Mastercard, Visa, and PayPal under investigation in the UK
Key Points
- The FCA opened formal probes into Mastercard, Visa, and PayPal under the Competition Act 1998.
- The investigation focuses on the funding and usage of PayPal's digital wallet in the UK.
- Mastercard and Visa face additional scrutiny under Chapter II for suspected abuse of market dominance.
- The regulator confirmed the action after PayPal disclosed it in US securities filings.
- The FCA has made no findings and continues to gather evidence.
The Financial Conduct Authority (FCA) has opened formal probes into Mastercard, Visa, and PayPal over suspected anti-competitive conduct linked to PayPal’s digital wallet in the UK.
The regulator confirmed the action after PayPal disclosed the matter in its quarterly filing with the US Securities and Exchange Commission.
The FCA is examining Mastercard, PayPal, and Visa under Chapter I of the Competition Act 1998, which prohibits agreements and concerted practices that prevent, restrict, or distort competition.
The regulator is also examining Mastercard and Visa under Chapter II of the same Act, which targets conduct that amounts to abuse of a dominant market position.
The FCA has reached no conclusions and made no findings on whether competition law has been broken.
The regulator stated in its press release that it is currently gathering evidence and may proceed to issue a statement of objections setting out a provisional view, although not every case reaches that stage.
What the investigation covers
The probe focuses on how PayPal’s digital wallet draws funds and processes payments in the UK.
PayPal wallets typically pull money from linked debit cards, credit cards, or bank accounts when users pay merchants or send funds, and Mastercard and Visa sit behind the vast majority of UK card funding flows.
Any arrangements between the card schemes and PayPal that influence fees, card routing, or merchant choice could fall within the scope of the enquiries.
Mastercard and Visa together hold an effective duopoly over UK card networks, which makes them frequent targets of competition scrutiny.
PayPal counts millions of UK consumer accounts and integrates with thousands of online checkouts. The combination places the three firms at the centre of how UK shoppers move money online.
Why this matters for UK consumers
UK shoppers feel the effects of card and wallet fee structures indirectly through prices at the checkout.
Retailers pass on interchange and scheme fees in product pricing, particularly in lower margin sectors such as groceries, fuel, and online marketplaces.
If the FCA finds that funding arrangements distorted competition, eventual remedies could lower the costs that flow through to UK consumers.
Beyond pricing, the case touches consumer choice. Digital wallets now serve as the default checkout option for a growing share of UK online retail, and the conditions under which they connect to card networks shape which products and providers reach shoppers.

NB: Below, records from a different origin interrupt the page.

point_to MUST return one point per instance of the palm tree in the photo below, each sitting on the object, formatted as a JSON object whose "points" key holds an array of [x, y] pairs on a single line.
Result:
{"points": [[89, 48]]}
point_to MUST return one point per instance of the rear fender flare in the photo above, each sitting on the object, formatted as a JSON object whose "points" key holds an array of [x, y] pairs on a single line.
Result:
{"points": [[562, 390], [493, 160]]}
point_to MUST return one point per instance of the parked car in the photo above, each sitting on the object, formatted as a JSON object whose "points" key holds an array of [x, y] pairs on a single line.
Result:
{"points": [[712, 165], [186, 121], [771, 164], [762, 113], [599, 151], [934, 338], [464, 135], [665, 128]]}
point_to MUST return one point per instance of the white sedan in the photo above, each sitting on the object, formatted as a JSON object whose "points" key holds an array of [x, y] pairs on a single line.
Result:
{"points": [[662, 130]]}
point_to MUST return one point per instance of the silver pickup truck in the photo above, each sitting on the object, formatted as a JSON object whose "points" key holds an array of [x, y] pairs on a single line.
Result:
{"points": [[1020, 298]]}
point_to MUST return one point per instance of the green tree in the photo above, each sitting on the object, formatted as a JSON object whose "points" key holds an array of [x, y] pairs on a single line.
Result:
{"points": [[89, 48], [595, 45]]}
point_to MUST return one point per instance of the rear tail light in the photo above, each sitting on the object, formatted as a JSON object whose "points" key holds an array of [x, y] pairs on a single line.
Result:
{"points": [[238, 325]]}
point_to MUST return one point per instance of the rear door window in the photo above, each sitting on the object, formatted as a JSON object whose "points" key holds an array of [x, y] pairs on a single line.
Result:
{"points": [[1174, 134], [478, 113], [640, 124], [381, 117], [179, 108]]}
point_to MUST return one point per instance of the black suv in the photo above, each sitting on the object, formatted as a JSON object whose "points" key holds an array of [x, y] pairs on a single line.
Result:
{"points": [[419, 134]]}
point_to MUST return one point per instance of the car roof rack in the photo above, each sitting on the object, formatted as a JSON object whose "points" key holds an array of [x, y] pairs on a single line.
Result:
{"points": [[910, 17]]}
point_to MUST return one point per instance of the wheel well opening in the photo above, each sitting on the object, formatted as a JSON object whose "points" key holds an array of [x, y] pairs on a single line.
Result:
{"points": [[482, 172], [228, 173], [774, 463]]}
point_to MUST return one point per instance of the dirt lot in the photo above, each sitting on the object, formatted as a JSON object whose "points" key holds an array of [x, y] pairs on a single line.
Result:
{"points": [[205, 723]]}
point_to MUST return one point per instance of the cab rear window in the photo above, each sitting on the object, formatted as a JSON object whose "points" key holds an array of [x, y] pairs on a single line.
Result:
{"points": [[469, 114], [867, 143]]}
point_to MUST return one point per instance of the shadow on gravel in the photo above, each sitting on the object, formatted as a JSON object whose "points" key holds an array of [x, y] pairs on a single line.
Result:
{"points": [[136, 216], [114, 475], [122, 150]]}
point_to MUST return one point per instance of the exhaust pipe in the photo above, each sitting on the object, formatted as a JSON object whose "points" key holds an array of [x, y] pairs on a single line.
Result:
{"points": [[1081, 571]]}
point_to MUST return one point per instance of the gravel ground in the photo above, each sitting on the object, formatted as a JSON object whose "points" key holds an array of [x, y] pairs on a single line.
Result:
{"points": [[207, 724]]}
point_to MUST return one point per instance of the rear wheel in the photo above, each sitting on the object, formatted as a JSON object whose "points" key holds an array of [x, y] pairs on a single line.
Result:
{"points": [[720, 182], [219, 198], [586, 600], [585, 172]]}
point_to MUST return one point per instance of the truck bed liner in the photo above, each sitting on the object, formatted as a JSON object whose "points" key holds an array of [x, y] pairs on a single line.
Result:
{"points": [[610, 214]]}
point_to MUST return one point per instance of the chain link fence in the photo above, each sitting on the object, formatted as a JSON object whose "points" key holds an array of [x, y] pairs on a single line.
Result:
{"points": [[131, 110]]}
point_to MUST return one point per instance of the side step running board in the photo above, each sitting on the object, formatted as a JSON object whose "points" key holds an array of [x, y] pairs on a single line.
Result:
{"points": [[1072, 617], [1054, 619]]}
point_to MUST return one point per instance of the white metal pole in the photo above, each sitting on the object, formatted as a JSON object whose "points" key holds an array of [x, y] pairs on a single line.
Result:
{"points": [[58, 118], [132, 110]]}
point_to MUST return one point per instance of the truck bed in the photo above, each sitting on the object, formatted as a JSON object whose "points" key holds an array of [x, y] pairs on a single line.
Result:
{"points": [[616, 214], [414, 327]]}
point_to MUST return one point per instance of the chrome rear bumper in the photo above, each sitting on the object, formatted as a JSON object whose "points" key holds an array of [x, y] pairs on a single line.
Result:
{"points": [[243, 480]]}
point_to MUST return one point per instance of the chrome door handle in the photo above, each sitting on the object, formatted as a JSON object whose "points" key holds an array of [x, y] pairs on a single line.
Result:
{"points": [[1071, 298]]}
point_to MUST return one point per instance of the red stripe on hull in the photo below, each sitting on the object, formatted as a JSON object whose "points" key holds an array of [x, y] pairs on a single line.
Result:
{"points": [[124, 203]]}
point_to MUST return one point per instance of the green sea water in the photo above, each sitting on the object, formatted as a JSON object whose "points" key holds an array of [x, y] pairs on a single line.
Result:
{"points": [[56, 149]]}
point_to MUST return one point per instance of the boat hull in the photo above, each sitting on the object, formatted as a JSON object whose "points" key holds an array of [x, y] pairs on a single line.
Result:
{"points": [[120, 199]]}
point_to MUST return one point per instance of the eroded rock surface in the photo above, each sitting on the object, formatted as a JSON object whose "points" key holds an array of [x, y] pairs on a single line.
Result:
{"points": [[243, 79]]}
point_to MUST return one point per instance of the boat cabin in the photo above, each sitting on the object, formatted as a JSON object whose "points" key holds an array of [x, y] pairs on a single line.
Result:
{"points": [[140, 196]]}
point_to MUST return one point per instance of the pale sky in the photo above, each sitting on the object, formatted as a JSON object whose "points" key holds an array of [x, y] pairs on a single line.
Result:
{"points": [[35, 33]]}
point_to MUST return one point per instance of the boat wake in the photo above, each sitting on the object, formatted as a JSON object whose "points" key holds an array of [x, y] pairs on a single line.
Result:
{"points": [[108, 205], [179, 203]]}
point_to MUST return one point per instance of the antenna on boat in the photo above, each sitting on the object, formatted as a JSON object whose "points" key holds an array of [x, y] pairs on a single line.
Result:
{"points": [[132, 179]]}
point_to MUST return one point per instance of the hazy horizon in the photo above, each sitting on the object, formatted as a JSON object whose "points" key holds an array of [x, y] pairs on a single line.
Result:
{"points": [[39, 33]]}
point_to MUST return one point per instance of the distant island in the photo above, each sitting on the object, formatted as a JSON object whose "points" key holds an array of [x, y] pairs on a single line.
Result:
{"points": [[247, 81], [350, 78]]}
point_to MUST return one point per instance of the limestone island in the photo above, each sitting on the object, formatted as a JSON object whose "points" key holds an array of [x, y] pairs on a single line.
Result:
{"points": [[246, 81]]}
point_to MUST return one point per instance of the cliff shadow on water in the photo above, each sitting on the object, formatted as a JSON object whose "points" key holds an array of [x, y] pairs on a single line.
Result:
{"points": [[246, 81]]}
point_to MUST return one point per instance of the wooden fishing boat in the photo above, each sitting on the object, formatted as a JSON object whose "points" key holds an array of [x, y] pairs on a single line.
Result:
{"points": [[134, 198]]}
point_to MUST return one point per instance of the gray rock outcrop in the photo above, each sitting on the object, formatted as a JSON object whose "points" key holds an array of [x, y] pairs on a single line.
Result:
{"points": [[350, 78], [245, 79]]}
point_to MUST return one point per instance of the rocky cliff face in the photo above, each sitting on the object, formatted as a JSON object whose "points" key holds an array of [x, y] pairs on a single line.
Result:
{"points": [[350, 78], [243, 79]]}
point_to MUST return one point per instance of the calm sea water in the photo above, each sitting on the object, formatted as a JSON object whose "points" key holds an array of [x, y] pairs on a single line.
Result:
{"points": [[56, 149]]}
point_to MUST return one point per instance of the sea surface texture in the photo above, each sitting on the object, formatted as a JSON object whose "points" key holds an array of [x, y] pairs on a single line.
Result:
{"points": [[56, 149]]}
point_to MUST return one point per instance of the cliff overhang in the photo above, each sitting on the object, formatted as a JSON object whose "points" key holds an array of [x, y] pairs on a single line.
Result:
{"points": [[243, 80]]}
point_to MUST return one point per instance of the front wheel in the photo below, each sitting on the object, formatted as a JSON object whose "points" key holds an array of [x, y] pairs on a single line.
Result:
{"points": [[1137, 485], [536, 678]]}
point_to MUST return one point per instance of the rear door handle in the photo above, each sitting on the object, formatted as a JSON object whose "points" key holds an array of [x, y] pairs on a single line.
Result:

A narrowing of those conditions could raise barriers for newer wallet entrants and limit the alternatives at the point of sale.
The FCA said it will continue gathering evidence before deciding whether to issue a statement of objections.
If the regulator does proceed, the named firms will receive an opportunity to make written and oral representations before any final decision on whether the firms broke the law.
The Competition and Markets Authority can also bring cases under the same Act and has run several recent probes into UK payments.